HOWTO make a 4,000-volt infrared "snooperscope"

From the August 1951 ish of Mechanix Illustrated, a modest HOWTO describing a "Snooperscope" that requires a 4,000 to 6,000-volt power-supply to fire infrared light at and through the materials around you.

Construction of the snooperscope: The image converter tube is mounted in a plastic drinking cup 3-1/2 in. high by 2-1/2 in. in diameter. The optical system required depends upon your intended use. We used a small tripod type magnifier lens of 10 power (1 in. focal length) for the front lens and objects from three inches to one and a half feet can be focused. There is no reason why a greater range cannot be had with this lens by moving it closer or farther away from the tube.

After selecting the lens system mount it in a hole cut into the bottom of the cup. A jeweler’s saw or coping saw is ideal for cutting the hole. Paint the inside of the cup with black paint. Black airplane dope works fine. No light other than that from the lens must be permitted to hit the tube. Place an infrared filter between tube and lens to reduce effects of stray white light.

The image converter tube is inserted with the graphite side toward the front lens and the metal ring toward the mouth of the cup. A thin flexible lead from the metal ring connects to the positive side of the power supply. Some tubes were manufactured without this lead, in which case a piece of spring metal pressed against the metal ring will work just as well. The front end of the tube has a graphite ring around it. This is the end where the infrared image is to be focused.
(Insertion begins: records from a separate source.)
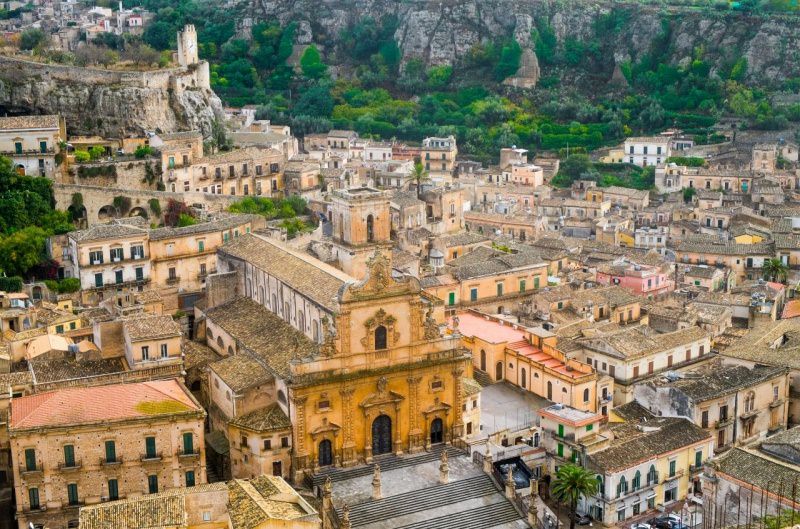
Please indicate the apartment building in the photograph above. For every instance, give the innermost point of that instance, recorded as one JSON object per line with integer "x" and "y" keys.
{"x": 86, "y": 445}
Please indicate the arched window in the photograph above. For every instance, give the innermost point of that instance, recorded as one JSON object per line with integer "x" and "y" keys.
{"x": 380, "y": 337}
{"x": 652, "y": 475}
{"x": 370, "y": 228}
{"x": 622, "y": 486}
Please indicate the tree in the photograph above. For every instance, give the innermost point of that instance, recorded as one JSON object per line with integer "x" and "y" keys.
{"x": 21, "y": 251}
{"x": 31, "y": 38}
{"x": 570, "y": 484}
{"x": 312, "y": 65}
{"x": 419, "y": 175}
{"x": 775, "y": 270}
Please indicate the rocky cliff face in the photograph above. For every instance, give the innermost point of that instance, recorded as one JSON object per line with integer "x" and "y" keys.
{"x": 95, "y": 104}
{"x": 443, "y": 32}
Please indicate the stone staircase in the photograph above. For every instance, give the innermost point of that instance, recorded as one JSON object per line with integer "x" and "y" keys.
{"x": 480, "y": 518}
{"x": 387, "y": 462}
{"x": 482, "y": 377}
{"x": 421, "y": 500}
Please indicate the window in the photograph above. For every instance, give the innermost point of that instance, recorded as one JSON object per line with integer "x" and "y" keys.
{"x": 33, "y": 497}
{"x": 30, "y": 459}
{"x": 150, "y": 447}
{"x": 113, "y": 489}
{"x": 72, "y": 493}
{"x": 111, "y": 452}
{"x": 380, "y": 337}
{"x": 69, "y": 456}
{"x": 152, "y": 484}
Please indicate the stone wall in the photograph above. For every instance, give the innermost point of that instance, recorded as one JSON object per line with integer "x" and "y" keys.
{"x": 96, "y": 198}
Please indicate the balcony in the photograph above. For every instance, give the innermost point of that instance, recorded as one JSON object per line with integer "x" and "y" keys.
{"x": 722, "y": 423}
{"x": 36, "y": 470}
{"x": 70, "y": 466}
{"x": 194, "y": 454}
{"x": 152, "y": 458}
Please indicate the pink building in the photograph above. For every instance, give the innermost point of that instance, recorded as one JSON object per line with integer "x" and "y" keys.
{"x": 642, "y": 280}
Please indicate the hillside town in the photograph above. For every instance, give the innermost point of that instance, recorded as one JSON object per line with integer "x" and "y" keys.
{"x": 254, "y": 328}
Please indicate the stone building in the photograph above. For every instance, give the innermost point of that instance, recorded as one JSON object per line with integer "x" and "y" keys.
{"x": 381, "y": 376}
{"x": 32, "y": 143}
{"x": 85, "y": 445}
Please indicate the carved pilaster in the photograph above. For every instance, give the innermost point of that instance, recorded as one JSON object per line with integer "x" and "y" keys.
{"x": 348, "y": 443}
{"x": 344, "y": 332}
{"x": 414, "y": 431}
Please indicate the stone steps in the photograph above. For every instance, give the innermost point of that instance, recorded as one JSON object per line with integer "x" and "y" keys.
{"x": 482, "y": 377}
{"x": 480, "y": 518}
{"x": 387, "y": 462}
{"x": 421, "y": 500}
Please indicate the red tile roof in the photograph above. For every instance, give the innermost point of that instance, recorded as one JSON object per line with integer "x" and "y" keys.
{"x": 101, "y": 404}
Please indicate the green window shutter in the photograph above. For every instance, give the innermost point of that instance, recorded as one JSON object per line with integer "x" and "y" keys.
{"x": 30, "y": 459}
{"x": 111, "y": 452}
{"x": 33, "y": 496}
{"x": 113, "y": 489}
{"x": 69, "y": 455}
{"x": 188, "y": 443}
{"x": 150, "y": 446}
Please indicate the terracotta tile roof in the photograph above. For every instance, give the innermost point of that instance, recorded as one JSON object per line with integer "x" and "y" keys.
{"x": 319, "y": 282}
{"x": 254, "y": 502}
{"x": 632, "y": 446}
{"x": 151, "y": 327}
{"x": 101, "y": 404}
{"x": 29, "y": 122}
{"x": 270, "y": 418}
{"x": 266, "y": 337}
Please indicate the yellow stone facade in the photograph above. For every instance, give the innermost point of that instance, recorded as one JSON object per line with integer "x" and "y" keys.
{"x": 388, "y": 381}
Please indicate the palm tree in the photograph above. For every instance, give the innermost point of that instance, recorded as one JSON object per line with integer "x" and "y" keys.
{"x": 419, "y": 174}
{"x": 571, "y": 483}
{"x": 775, "y": 270}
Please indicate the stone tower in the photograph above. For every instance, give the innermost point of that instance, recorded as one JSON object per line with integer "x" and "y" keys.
{"x": 187, "y": 46}
{"x": 361, "y": 225}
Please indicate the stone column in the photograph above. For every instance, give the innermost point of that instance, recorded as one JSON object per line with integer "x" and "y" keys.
{"x": 444, "y": 469}
{"x": 348, "y": 444}
{"x": 376, "y": 483}
{"x": 487, "y": 460}
{"x": 510, "y": 488}
{"x": 413, "y": 414}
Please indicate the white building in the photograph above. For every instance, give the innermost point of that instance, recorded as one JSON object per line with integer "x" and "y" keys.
{"x": 32, "y": 143}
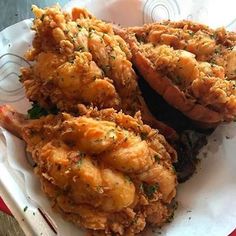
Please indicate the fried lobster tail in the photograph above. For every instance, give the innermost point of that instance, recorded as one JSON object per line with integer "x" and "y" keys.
{"x": 104, "y": 170}
{"x": 189, "y": 65}
{"x": 79, "y": 59}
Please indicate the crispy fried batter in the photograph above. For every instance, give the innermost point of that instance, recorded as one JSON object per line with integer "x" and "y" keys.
{"x": 79, "y": 59}
{"x": 176, "y": 60}
{"x": 104, "y": 170}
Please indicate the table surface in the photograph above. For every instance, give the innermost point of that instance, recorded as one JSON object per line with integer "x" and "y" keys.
{"x": 11, "y": 12}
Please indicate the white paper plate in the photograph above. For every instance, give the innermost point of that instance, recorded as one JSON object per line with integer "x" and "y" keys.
{"x": 207, "y": 202}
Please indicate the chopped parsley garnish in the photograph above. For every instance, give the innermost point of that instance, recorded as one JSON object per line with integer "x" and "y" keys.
{"x": 149, "y": 190}
{"x": 36, "y": 111}
{"x": 143, "y": 135}
{"x": 157, "y": 158}
{"x": 79, "y": 162}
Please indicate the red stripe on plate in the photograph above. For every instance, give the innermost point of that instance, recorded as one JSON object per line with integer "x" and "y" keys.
{"x": 3, "y": 207}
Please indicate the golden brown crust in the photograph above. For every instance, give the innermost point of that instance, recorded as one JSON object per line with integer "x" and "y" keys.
{"x": 79, "y": 59}
{"x": 206, "y": 112}
{"x": 103, "y": 170}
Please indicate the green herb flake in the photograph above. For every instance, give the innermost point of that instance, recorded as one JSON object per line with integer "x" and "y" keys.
{"x": 42, "y": 17}
{"x": 149, "y": 190}
{"x": 80, "y": 48}
{"x": 36, "y": 111}
{"x": 79, "y": 163}
{"x": 99, "y": 189}
{"x": 217, "y": 50}
{"x": 143, "y": 135}
{"x": 128, "y": 179}
{"x": 191, "y": 33}
{"x": 157, "y": 158}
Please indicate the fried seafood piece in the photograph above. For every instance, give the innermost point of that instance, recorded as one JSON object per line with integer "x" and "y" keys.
{"x": 214, "y": 46}
{"x": 78, "y": 59}
{"x": 103, "y": 170}
{"x": 187, "y": 81}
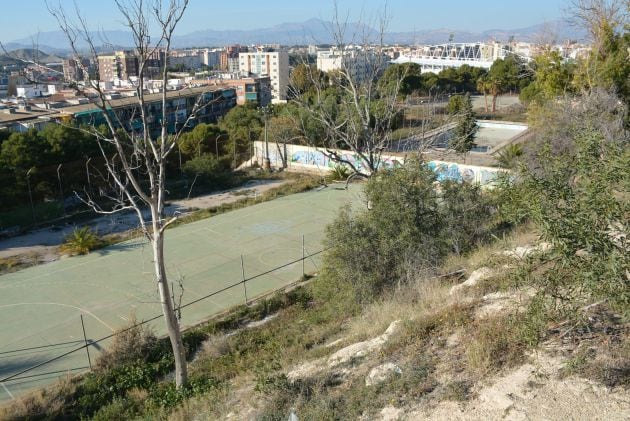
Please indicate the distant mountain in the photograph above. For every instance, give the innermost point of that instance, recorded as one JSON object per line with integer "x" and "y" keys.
{"x": 312, "y": 31}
The graphite coating is the cathode or negative lead. Connect this lead to the B minus side of the power supply. A piece of spring brass or even the flat sheet metal carefully removed from a tin can should be formed with the fingers so it fits snugly around the cathode terminal.

make this SNOOPERSCOPE and see in total darkness (Aug, 1951)


  1. Those were the days. Pop out to the shed and blow the dust of your 4000V transformer, and look around for your old can of black airplane dope. Got yourself an infrared snooperscope, right there.

    You’d be positively thrilled with the rising number of home invasions!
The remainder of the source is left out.